Well. Where to begin? I struggle all the time with a number of sins: lust, apathy, hatred, a violent heart. There are other things, but those are the biggest.

Lust, well, I'm a teenaged male surrounded by (can I say it?) whores. You do the math.

Apathy. Now that's a problem. I just don't care about things. And that's a real general way of putting it, but I can't think of a better way to put it generally. This has really affected my walk with God, because I don't care whether or not I have one. I know I should, but I don't.

Hatred is, while not the strongest, definitely a strong force in my life. Some people, when I get around them, I just can't stand to see them. I can't stand to be around them. I can't stand to look at them, think of them, sit near them, talk to them. I just...hate them. And for ne reason! I just looked at them the first day, and decided I didn't like them. Odd, isn't it?

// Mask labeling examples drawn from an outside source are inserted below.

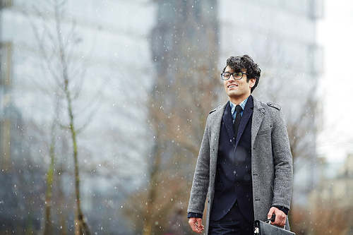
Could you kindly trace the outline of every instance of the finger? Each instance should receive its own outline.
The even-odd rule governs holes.
[[[193,229],[193,231],[197,232],[196,219],[195,219],[195,218],[190,218],[189,219],[189,224],[190,224],[190,227],[191,227],[191,229]]]
[[[275,213],[275,208],[274,207],[271,207],[270,209],[270,211],[268,212],[268,214],[267,215],[267,219],[271,219],[272,215],[273,215],[273,213]]]

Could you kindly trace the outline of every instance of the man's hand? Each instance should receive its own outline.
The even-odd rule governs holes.
[[[272,207],[268,212],[267,215],[267,219],[270,219],[272,217],[272,215],[275,214],[276,215],[276,218],[275,219],[275,222],[271,222],[271,224],[277,225],[279,227],[283,227],[286,224],[286,214],[280,210],[280,209]],[[190,222],[189,222],[190,223]]]
[[[202,233],[202,231],[205,229],[203,225],[202,225],[201,218],[191,217],[189,219],[189,224],[190,224],[193,231],[196,231],[198,234]]]

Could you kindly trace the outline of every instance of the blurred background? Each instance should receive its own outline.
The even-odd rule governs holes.
[[[0,234],[191,234],[230,56],[294,159],[291,229],[353,234],[350,0],[0,1]]]

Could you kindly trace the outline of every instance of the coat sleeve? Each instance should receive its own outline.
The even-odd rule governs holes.
[[[201,141],[195,173],[193,176],[188,212],[203,214],[205,202],[210,183],[210,138],[209,117],[206,121],[205,133]]]
[[[275,167],[273,205],[290,209],[293,180],[292,157],[283,113],[275,111],[272,133],[272,147]]]

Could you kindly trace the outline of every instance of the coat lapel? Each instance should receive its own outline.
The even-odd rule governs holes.
[[[255,138],[258,135],[258,129],[263,120],[263,114],[265,114],[265,107],[263,104],[257,99],[253,98],[253,123],[251,125],[251,146],[253,146]]]

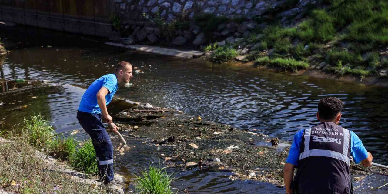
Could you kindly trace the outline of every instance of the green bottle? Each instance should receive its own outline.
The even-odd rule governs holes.
[[[24,81],[26,81],[26,80],[24,79],[16,79],[16,80],[15,81],[16,81],[17,83],[22,83],[22,82],[24,82]]]

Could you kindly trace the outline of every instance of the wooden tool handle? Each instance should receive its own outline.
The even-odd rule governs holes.
[[[109,123],[108,124],[108,125],[109,125],[109,128],[114,129],[114,127],[112,125],[113,123]],[[118,135],[119,137],[120,138],[120,140],[121,140],[121,142],[122,142],[124,144],[124,145],[126,144],[126,142],[125,141],[125,140],[124,139],[124,138],[123,138],[123,136],[121,135],[121,134],[120,134],[120,132],[119,132],[117,130],[113,130],[113,131],[114,132],[114,133],[115,133],[116,134],[117,134]]]

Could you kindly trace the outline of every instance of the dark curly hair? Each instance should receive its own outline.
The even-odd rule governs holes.
[[[321,99],[318,103],[318,112],[319,117],[325,120],[334,120],[342,110],[343,102],[334,97]]]

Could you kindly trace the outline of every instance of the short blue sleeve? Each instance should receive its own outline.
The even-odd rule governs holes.
[[[353,132],[350,131],[350,138],[352,139],[352,147],[350,148],[350,155],[353,157],[354,163],[358,164],[368,158],[368,152],[362,144],[362,142]]]
[[[102,80],[102,87],[106,88],[110,94],[114,90],[116,85],[117,85],[117,79],[114,74],[109,74],[107,75],[107,76],[105,76]]]
[[[298,166],[298,161],[299,160],[299,152],[300,151],[300,145],[302,143],[302,136],[304,130],[301,130],[294,135],[294,142],[290,148],[288,157],[286,161],[286,163],[289,163],[295,166]]]

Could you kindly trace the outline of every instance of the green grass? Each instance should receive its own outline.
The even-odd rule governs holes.
[[[210,54],[210,59],[216,62],[225,62],[233,61],[238,55],[234,48],[228,47],[218,47]]]
[[[91,140],[85,141],[70,157],[69,161],[71,166],[77,170],[95,175],[98,173],[95,151]]]
[[[306,12],[308,17],[295,26],[282,28],[273,22],[263,29],[253,31],[246,41],[265,42],[265,47],[259,48],[261,50],[273,48],[270,59],[254,57],[260,59],[256,63],[276,61],[276,66],[289,64],[304,68],[304,64],[294,65],[295,62],[290,59],[324,60],[333,68],[329,71],[361,76],[376,75],[380,69],[388,68],[388,62],[378,52],[388,45],[388,2],[330,0],[325,4],[324,9]],[[277,57],[285,60],[275,60]],[[344,64],[340,68],[337,65],[339,60]]]
[[[10,141],[0,143],[0,188],[23,194],[107,193],[104,187],[74,182],[56,168],[50,168],[45,158],[36,157],[35,147],[25,137],[9,135]]]
[[[56,158],[68,159],[75,153],[77,145],[79,143],[73,136],[65,137],[63,135],[60,137],[57,135],[50,145],[50,154]]]
[[[29,120],[24,118],[24,123],[23,129],[27,134],[29,143],[33,146],[44,148],[53,141],[54,130],[40,114],[31,116]]]
[[[256,65],[268,65],[285,70],[291,70],[294,71],[308,67],[308,64],[307,62],[291,58],[270,59],[268,57],[263,57],[256,59],[255,62]]]
[[[140,171],[141,176],[135,175],[136,189],[140,194],[173,194],[171,182],[176,179],[168,175],[165,168],[149,165],[148,170]],[[178,193],[177,191],[176,193]]]
[[[218,25],[230,21],[225,16],[217,16],[211,14],[202,14],[194,16],[194,23],[200,27],[201,31],[207,34],[212,34]]]

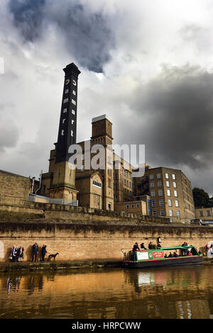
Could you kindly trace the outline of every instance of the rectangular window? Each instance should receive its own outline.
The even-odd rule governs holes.
[[[102,184],[99,183],[98,181],[92,181],[92,185],[94,186],[99,187],[100,188],[102,188]]]
[[[158,190],[158,196],[163,196],[163,190]]]
[[[156,201],[155,200],[152,201],[152,206],[153,207],[156,207]]]
[[[163,207],[164,206],[163,200],[159,200],[159,206],[160,207]]]

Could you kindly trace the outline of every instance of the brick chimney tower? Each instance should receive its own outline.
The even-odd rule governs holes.
[[[64,89],[50,197],[76,200],[78,191],[75,189],[75,170],[69,166],[71,154],[68,149],[76,143],[77,80],[80,71],[73,62],[63,70]]]

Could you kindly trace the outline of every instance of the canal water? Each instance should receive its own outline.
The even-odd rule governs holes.
[[[0,275],[0,319],[213,317],[213,266]]]

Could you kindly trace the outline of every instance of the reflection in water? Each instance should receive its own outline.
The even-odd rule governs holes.
[[[212,295],[204,265],[1,274],[0,318],[212,318]]]

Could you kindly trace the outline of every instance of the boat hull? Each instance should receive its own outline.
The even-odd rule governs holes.
[[[127,269],[142,269],[147,267],[166,267],[171,266],[199,265],[203,263],[202,256],[180,256],[176,258],[165,258],[156,260],[146,260],[141,261],[124,261],[122,267]]]

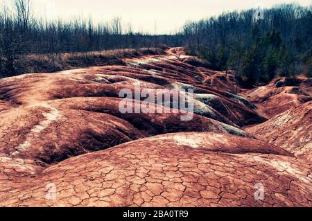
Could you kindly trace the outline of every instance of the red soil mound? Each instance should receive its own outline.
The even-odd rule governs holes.
[[[257,105],[258,112],[270,118],[293,107],[312,100],[311,78],[295,77],[278,78],[268,85],[242,93],[249,100]]]
[[[0,80],[0,206],[312,206],[311,103],[301,104],[311,98],[309,80],[243,93],[257,109],[235,94],[232,73],[192,60],[175,48],[126,67]],[[193,118],[154,103],[162,114],[121,114],[119,91],[137,83],[149,91],[193,89]],[[277,145],[239,128],[290,103],[301,106],[248,129]],[[55,200],[46,197],[50,184]]]
[[[289,155],[235,136],[161,135],[72,157],[35,177],[8,181],[2,176],[0,204],[312,206],[311,163],[276,154]],[[56,200],[46,199],[48,184],[55,185]],[[254,198],[259,184],[264,186],[262,200]]]
[[[278,145],[295,156],[312,160],[312,101],[246,129],[258,139]]]

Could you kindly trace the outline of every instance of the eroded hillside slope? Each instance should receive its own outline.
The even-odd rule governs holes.
[[[232,73],[195,60],[174,48],[127,66],[0,80],[0,205],[312,206],[310,80],[239,96]],[[157,104],[161,113],[121,114],[119,91],[138,84],[150,92],[193,89],[193,117],[180,121],[184,112]],[[290,120],[297,127],[266,121],[294,116],[284,112],[288,101],[305,113]],[[287,132],[274,142],[279,128]],[[262,200],[254,198],[257,184]]]

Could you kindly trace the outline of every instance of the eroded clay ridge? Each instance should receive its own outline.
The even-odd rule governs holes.
[[[312,161],[312,101],[246,129],[258,139]]]
[[[238,96],[231,71],[202,67],[180,48],[125,62],[0,80],[0,205],[311,205],[309,130],[291,128],[288,143],[287,136],[275,143],[254,139],[262,139],[257,129],[241,129],[272,116],[264,91],[283,94],[286,80],[261,93],[239,88]],[[290,103],[310,109],[310,80],[296,79]],[[181,121],[182,112],[156,104],[166,112],[121,114],[119,92],[139,83],[150,91],[192,88],[193,118]],[[279,114],[291,107],[271,103]],[[311,122],[311,112],[300,116],[298,125]],[[257,184],[265,199],[255,200]],[[55,187],[55,200],[47,198],[47,186]]]

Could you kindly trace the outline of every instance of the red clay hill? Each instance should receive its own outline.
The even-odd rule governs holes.
[[[124,61],[0,80],[0,206],[312,206],[311,79],[236,94],[182,48]],[[193,118],[121,113],[139,83],[193,89]]]

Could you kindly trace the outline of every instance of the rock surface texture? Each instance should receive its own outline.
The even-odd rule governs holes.
[[[231,71],[196,59],[173,48],[1,79],[0,206],[312,206],[311,80],[236,94]],[[120,91],[139,84],[192,89],[193,118],[121,113]]]

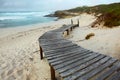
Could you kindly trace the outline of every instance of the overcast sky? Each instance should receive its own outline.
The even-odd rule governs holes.
[[[0,11],[46,11],[109,4],[120,0],[0,0]]]

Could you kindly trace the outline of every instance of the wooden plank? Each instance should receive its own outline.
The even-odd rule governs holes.
[[[116,72],[109,80],[120,80],[120,71]]]
[[[80,48],[82,49],[80,46],[77,46],[77,45],[73,45],[73,46],[68,46],[68,47],[65,47],[65,48],[60,48],[60,49],[56,49],[56,50],[49,50],[49,51],[44,51],[47,55],[48,54],[52,54],[52,53],[60,53],[60,52],[65,52],[65,51],[71,51],[71,50],[74,50],[74,49],[77,49],[77,48]]]
[[[54,43],[54,42],[57,42],[57,41],[63,41],[63,40],[66,40],[66,39],[39,39],[38,41],[40,42],[40,44],[41,43],[49,43],[49,42],[52,42],[52,43]]]
[[[104,80],[119,69],[120,69],[120,62],[117,61],[108,71],[105,71],[103,74],[99,75],[96,80]]]
[[[77,61],[80,61],[80,60],[85,60],[85,61],[87,61],[87,60],[90,60],[91,58],[93,58],[93,57],[96,57],[96,56],[98,56],[98,54],[94,54],[94,53],[92,53],[92,52],[88,52],[88,54],[87,55],[84,55],[84,56],[81,56],[81,57],[78,57],[78,58],[75,58],[75,59],[73,59],[73,60],[70,60],[70,61],[67,61],[67,62],[63,62],[62,64],[58,64],[58,65],[56,65],[56,66],[54,66],[54,68],[55,69],[60,69],[60,68],[62,68],[62,67],[66,67],[66,66],[68,66],[68,65],[70,65],[70,64],[73,64],[73,63],[75,63],[75,62],[77,62]],[[93,56],[91,56],[91,55],[93,55]],[[90,57],[91,56],[91,57]],[[55,63],[54,63],[55,64]],[[54,65],[53,64],[53,65]]]
[[[96,61],[100,60],[100,59],[104,59],[104,56],[103,55],[100,55],[100,56],[97,56],[97,57],[94,57],[92,59],[90,59],[89,61],[83,61],[83,62],[75,62],[73,64],[70,64],[69,66],[66,66],[66,67],[63,67],[62,69],[58,69],[59,73],[63,73],[65,71],[70,71],[71,68],[74,68],[74,67],[77,67],[79,66],[79,69],[83,69],[83,68],[86,68],[87,66],[95,63]]]
[[[68,40],[62,40],[62,41],[54,41],[54,42],[45,42],[45,43],[40,43],[41,46],[47,46],[47,45],[54,45],[54,44],[61,44],[61,43],[72,43],[72,41]]]
[[[74,66],[73,68],[71,67],[70,70],[61,72],[60,75],[61,75],[62,77],[67,77],[67,76],[69,76],[69,75],[71,75],[71,74],[73,74],[73,73],[75,73],[75,72],[77,72],[77,71],[80,71],[80,70],[81,70],[81,67],[79,67],[80,64],[86,63],[87,61],[92,60],[93,58],[96,58],[97,56],[99,56],[99,55],[98,55],[98,54],[95,54],[95,55],[90,56],[90,57],[88,57],[88,58],[84,58],[84,59],[82,59],[81,61],[76,61],[77,64],[78,64],[78,66]],[[103,57],[103,56],[102,56],[102,57]],[[76,62],[75,62],[75,63],[76,63]],[[72,64],[72,65],[74,65],[74,64]]]
[[[105,58],[103,58],[102,60],[103,60],[104,62],[107,62],[107,61],[109,61],[110,59],[111,59],[110,57],[105,57]],[[104,62],[103,62],[103,63],[104,63]],[[100,67],[102,67],[102,66],[100,65]],[[88,79],[90,79],[91,77],[93,77],[94,75],[96,75],[97,73],[99,74],[99,72],[102,71],[102,70],[103,70],[103,69],[95,68],[95,69],[93,69],[92,71],[86,73],[85,75],[79,77],[78,79],[88,80]]]
[[[47,53],[46,56],[49,57],[48,59],[51,58],[58,58],[58,57],[63,57],[63,56],[68,56],[68,55],[71,55],[72,53],[73,54],[77,54],[77,53],[80,53],[80,51],[87,51],[87,50],[83,50],[83,49],[80,49],[80,48],[73,48],[69,51],[62,51],[62,52],[57,52],[57,53]]]
[[[89,51],[81,51],[81,52],[76,52],[75,54],[70,54],[70,55],[66,55],[66,56],[63,56],[63,57],[58,57],[58,58],[54,58],[52,60],[49,60],[50,63],[52,63],[52,65],[56,65],[56,64],[61,64],[62,62],[65,62],[65,61],[69,61],[71,59],[74,59],[74,58],[78,58],[78,57],[81,57],[81,56],[84,56],[84,55],[87,55]],[[82,54],[81,54],[82,53]]]
[[[67,48],[69,46],[77,46],[76,44],[67,44],[67,45],[63,45],[63,46],[59,46],[59,47],[55,47],[55,48],[43,48],[44,52],[48,51],[55,51],[55,50],[61,50],[63,48]]]
[[[93,70],[93,69],[95,69],[97,67],[102,68],[102,67],[100,67],[101,65],[104,65],[105,67],[108,67],[111,64],[113,64],[115,61],[116,61],[115,59],[110,59],[109,61],[107,61],[106,63],[104,63],[104,60],[103,61],[100,60],[97,63],[94,63],[94,64],[90,65],[87,68],[84,68],[84,69],[82,69],[80,71],[77,70],[77,72],[75,72],[74,74],[71,74],[68,77],[65,77],[64,80],[74,80],[74,79],[78,79],[79,80],[79,77],[82,76],[83,74],[88,73],[89,71],[91,71],[91,70]],[[99,69],[99,68],[97,68],[97,69]]]

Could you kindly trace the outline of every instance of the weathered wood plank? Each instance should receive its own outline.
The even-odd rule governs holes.
[[[55,67],[55,69],[60,69],[60,68],[62,68],[62,67],[65,67],[65,66],[68,66],[68,65],[70,65],[70,64],[72,64],[72,63],[75,63],[75,62],[77,62],[77,61],[83,61],[83,60],[90,60],[91,58],[93,58],[93,57],[96,57],[96,56],[98,56],[98,54],[94,54],[94,53],[92,53],[92,52],[88,52],[88,54],[87,55],[84,55],[84,56],[81,56],[81,57],[78,57],[78,58],[75,58],[75,59],[73,59],[73,60],[70,60],[70,61],[67,61],[67,62],[63,62],[62,64],[58,64],[58,65],[56,65],[56,66],[54,66]],[[91,55],[93,55],[93,56],[91,56]],[[91,57],[90,57],[91,56]],[[56,63],[54,63],[54,64],[56,64]],[[54,65],[53,64],[53,65]]]
[[[67,45],[63,45],[63,46],[59,46],[59,47],[55,47],[55,48],[43,48],[43,51],[46,52],[50,52],[50,51],[55,51],[55,50],[61,50],[63,48],[67,48],[69,46],[77,46],[76,44],[67,44]]]
[[[120,71],[116,72],[109,80],[120,80]]]
[[[69,55],[75,55],[75,54],[80,54],[80,52],[85,52],[85,51],[88,51],[88,50],[82,50],[82,49],[72,49],[70,51],[63,51],[63,52],[59,52],[59,54],[51,54],[51,55],[47,55],[46,56],[48,57],[48,59],[50,60],[51,58],[60,58],[60,57],[67,57]]]
[[[89,60],[89,61],[86,61],[86,62],[84,61],[84,62],[82,62],[82,63],[80,63],[80,62],[78,61],[78,62],[75,62],[75,63],[73,63],[73,64],[70,64],[69,66],[64,67],[63,69],[60,69],[60,70],[58,69],[58,71],[59,71],[60,73],[65,72],[65,71],[70,71],[71,68],[74,68],[74,67],[77,67],[77,66],[79,66],[79,69],[83,69],[83,68],[86,68],[86,67],[88,67],[89,65],[95,63],[96,61],[98,61],[98,60],[100,60],[100,59],[104,59],[104,56],[103,56],[103,55],[100,55],[100,56],[97,56],[97,57],[92,58],[92,59]],[[106,59],[108,59],[108,58],[106,58]]]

And a violent heart. Remember those people I was talking about earlier (of course you do, none of you are that old)? This is why that's a bad thing. When you hate someone, and violently, that's a bad combination. Period. I have come very close to taking out my anger on several people, just today.


Yeah, I know, I am one messed up dude. I suppose God'll take care of things in His own time, and in His own way.


In the midst of your sadness and woe, when you are tormented and afflicted, have comfort! God's will is done.